"Podia ir pelo IC5, mas acabo quase sempre por seguir pela Nacional 221.
Entre Sendim e Miranda do Douro há placas nas duas línguas oficiais de Portugal. Sigo pela estrada antiga porque há por ali um campo de futebol onde um dia vi uma manada de bois de raça mirandesa a pastar debaixo de uma baliza.
Ando há tempos a tentar reencontrar esse enquadramento para tirar uma fotografia decente. Daria um bom postal ilustrado do futebol nacional a juntar ao pelado que descobri junto ao Cabo Sardão, quase no outro extremo de Portugal continental.
Na Costa Vicentina, com o Atlântico defronte, junto ao farol, está outro dos mais belos campos de futebol. Há uns meses andei por lá: uma foto atrás de outra e um suspiro ao perceber a falésia entre o campo e o mar – «Coitado do apanha-bolas.»

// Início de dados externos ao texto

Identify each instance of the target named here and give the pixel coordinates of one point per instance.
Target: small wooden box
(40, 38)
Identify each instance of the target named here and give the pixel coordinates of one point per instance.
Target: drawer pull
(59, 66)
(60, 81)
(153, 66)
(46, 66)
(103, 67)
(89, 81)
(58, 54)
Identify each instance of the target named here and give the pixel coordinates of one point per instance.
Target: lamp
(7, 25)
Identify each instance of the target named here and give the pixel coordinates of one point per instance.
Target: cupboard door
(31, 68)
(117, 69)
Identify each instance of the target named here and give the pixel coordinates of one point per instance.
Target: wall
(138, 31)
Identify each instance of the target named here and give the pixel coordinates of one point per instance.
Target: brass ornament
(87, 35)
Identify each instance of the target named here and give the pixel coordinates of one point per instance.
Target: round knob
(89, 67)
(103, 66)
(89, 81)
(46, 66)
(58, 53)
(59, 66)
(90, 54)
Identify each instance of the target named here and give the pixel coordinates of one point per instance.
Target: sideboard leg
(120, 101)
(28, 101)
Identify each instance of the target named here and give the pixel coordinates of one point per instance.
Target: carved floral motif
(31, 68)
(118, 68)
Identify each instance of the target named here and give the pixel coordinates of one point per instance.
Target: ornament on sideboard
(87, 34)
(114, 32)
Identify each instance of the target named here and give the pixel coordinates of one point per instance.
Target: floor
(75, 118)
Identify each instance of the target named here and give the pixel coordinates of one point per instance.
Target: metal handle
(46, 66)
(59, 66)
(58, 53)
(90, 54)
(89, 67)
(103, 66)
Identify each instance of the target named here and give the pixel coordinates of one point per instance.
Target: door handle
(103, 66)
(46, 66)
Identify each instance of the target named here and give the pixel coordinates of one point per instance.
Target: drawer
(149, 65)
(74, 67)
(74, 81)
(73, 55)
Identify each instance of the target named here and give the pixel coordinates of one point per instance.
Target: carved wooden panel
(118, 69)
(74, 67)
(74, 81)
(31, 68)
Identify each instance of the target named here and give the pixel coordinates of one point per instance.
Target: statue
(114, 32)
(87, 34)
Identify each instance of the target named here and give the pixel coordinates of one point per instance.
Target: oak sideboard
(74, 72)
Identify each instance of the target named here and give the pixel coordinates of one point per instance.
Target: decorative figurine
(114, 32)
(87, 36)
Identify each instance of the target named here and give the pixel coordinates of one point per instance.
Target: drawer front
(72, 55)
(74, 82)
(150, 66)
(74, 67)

O futebol é um jogo simples, não?
No essencial precisa disto: duas balizas e espaço para correr. Juntem-lhe uma bola e gente com tempo para ser feliz.
Inevitavelmente, o futebol complexificou-se. Virou produto comercial, tornou-se numa indústria, há hoje quem fale sobre ele como quem decifra um método científico – se é para aplicar ciência, neste caso priorizo sempre a sociologia.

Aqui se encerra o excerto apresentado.